Most young men who exhibit such behavior lack the means and know-how in dealing with the other sex who remains a mystery. Love and sex are or were a taboo and teens learn about women mostly through peers and/or porn- sexual education is/was nonexistant!
As for the sexual frustration not being the reason behind such behaviour, I completely agree with you. Premarital relationships are becoming the norm here so much so that worryingly many young kids at the age of 14 onward are becoming sexually active with no guidance or protection!- yet this did not stop sexual harrassment.

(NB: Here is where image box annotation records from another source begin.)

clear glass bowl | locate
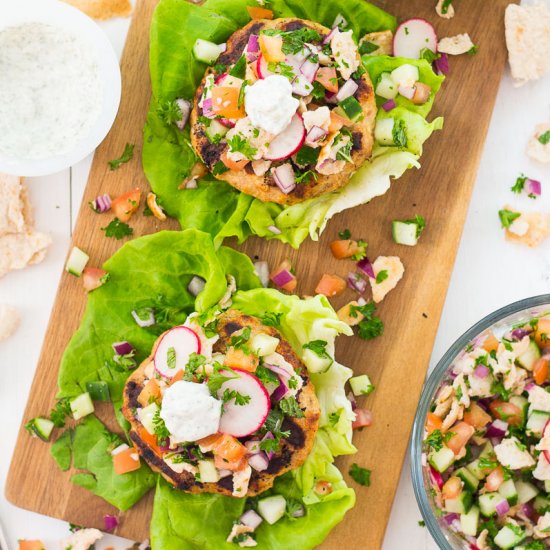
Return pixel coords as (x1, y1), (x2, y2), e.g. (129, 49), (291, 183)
(409, 294), (550, 550)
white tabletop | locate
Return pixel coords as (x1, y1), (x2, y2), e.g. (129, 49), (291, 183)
(0, 0), (550, 550)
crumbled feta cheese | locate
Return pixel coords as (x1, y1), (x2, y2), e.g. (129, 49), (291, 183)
(495, 437), (535, 470)
(437, 33), (474, 55)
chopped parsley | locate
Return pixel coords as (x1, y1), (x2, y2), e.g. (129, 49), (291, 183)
(107, 143), (134, 170)
(101, 218), (134, 240)
(348, 463), (371, 487)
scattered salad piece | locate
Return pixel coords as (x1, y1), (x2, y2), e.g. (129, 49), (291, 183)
(107, 143), (135, 170)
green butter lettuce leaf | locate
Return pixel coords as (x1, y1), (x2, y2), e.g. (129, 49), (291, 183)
(142, 0), (442, 248)
(51, 415), (157, 510)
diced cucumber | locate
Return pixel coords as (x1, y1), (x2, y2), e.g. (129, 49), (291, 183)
(375, 73), (398, 99)
(454, 468), (479, 493)
(206, 119), (229, 143)
(498, 479), (518, 506)
(138, 403), (159, 435)
(525, 411), (550, 437)
(258, 495), (286, 525)
(25, 416), (54, 441)
(69, 392), (95, 420)
(460, 506), (479, 537)
(515, 479), (539, 504)
(199, 460), (220, 483)
(516, 340), (541, 370)
(478, 493), (502, 518)
(250, 332), (280, 357)
(445, 491), (472, 514)
(349, 374), (374, 395)
(374, 118), (395, 145)
(65, 246), (90, 277)
(494, 524), (525, 550)
(392, 220), (418, 246)
(428, 447), (455, 474)
(86, 380), (111, 401)
(193, 38), (225, 65)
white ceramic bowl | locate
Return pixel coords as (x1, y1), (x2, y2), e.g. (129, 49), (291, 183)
(0, 0), (121, 176)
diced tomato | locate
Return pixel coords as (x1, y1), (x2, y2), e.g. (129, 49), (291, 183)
(441, 476), (462, 499)
(426, 413), (443, 434)
(489, 399), (523, 426)
(315, 67), (338, 94)
(138, 378), (161, 407)
(533, 357), (548, 386)
(485, 466), (504, 491)
(212, 86), (246, 118)
(258, 34), (286, 63)
(220, 149), (250, 172)
(315, 273), (346, 297)
(246, 6), (273, 19)
(447, 422), (475, 455)
(482, 332), (498, 353)
(213, 434), (246, 470)
(82, 267), (108, 292)
(111, 188), (141, 223)
(351, 409), (372, 430)
(113, 447), (141, 475)
(463, 403), (492, 430)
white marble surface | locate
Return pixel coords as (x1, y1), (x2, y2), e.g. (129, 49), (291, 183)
(0, 0), (550, 550)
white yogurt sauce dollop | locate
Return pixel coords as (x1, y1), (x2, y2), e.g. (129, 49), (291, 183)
(244, 75), (300, 135)
(0, 23), (103, 160)
(160, 380), (222, 443)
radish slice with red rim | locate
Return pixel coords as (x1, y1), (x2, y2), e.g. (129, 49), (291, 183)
(154, 326), (201, 378)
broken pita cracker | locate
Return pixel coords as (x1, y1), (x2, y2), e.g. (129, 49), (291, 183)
(63, 0), (132, 21)
(504, 3), (550, 86)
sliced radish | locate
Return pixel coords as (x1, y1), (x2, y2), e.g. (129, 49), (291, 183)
(154, 326), (201, 378)
(393, 19), (437, 59)
(264, 113), (306, 160)
(218, 369), (270, 437)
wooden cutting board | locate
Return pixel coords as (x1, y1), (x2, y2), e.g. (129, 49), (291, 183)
(6, 0), (508, 550)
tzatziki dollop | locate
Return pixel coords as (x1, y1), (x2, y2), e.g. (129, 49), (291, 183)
(0, 23), (103, 160)
(244, 75), (300, 135)
(160, 380), (222, 443)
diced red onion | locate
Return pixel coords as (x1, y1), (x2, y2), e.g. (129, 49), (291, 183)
(306, 126), (328, 145)
(239, 510), (263, 530)
(272, 162), (296, 195)
(103, 514), (118, 531)
(176, 98), (191, 130)
(525, 178), (542, 197)
(132, 308), (155, 328)
(382, 99), (397, 113)
(113, 340), (134, 355)
(357, 257), (376, 279)
(474, 365), (490, 378)
(336, 78), (359, 103)
(348, 271), (367, 294)
(187, 275), (206, 296)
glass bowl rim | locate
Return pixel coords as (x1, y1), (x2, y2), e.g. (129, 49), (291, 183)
(409, 294), (550, 550)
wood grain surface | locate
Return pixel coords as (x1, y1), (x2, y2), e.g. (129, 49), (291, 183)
(6, 0), (508, 550)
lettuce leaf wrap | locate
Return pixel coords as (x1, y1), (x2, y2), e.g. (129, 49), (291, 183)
(142, 0), (443, 248)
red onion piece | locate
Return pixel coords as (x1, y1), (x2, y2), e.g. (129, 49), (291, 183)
(335, 78), (359, 103)
(272, 162), (296, 195)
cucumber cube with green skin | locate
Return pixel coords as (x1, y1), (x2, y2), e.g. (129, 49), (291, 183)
(514, 479), (539, 504)
(460, 505), (479, 537)
(516, 340), (541, 370)
(454, 468), (479, 493)
(349, 374), (374, 396)
(86, 380), (111, 401)
(428, 447), (455, 474)
(498, 479), (518, 506)
(494, 523), (525, 550)
(445, 491), (472, 514)
(69, 392), (95, 420)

Having said that, in the past few years I have noticed a sharp drop in this behaviour especially in the west of the kingdom and in touristy cities. Thus, there is hope for us after all.

Regard,
Ali B.
PS. I loved every post on your blog! Keep up the great work!

latifa said...

Excellent post. Im actually a student living in Casablanca, Morocco, and was at first shocked at the daily sexual harassment that I face here. But now Ive almost gotten used to it, and that makes me really furious, because I can no longer take a walk without being harassed, and I shouldn't be used to it. I wish there was something to do about it, but there is nothing. I completely agree with you about it being all about male power, and not really about sexual desire. I noticed that a lot of these men usually just say something offensive almost just so they can say it: Just passing by, without even looking you in the face, they will throw a remark at you. Had it been about sexual desire like their comment suggests, they would have pursued you.
I actually came across your blog because I was researching for a documentary I plan to do about sexual harassment in Morocco. This really helped. I'll keep in touch in case I have any further questions.
Regards,
Latifa

Eliana said...

Wonderful. Not the subject of course, that's just sad, but it's wonderful that you're talking about this. So many of my experiences in Cairo and Fez seem to mirror yours, and it's truly something to see them being talked about with the sternness they deserve.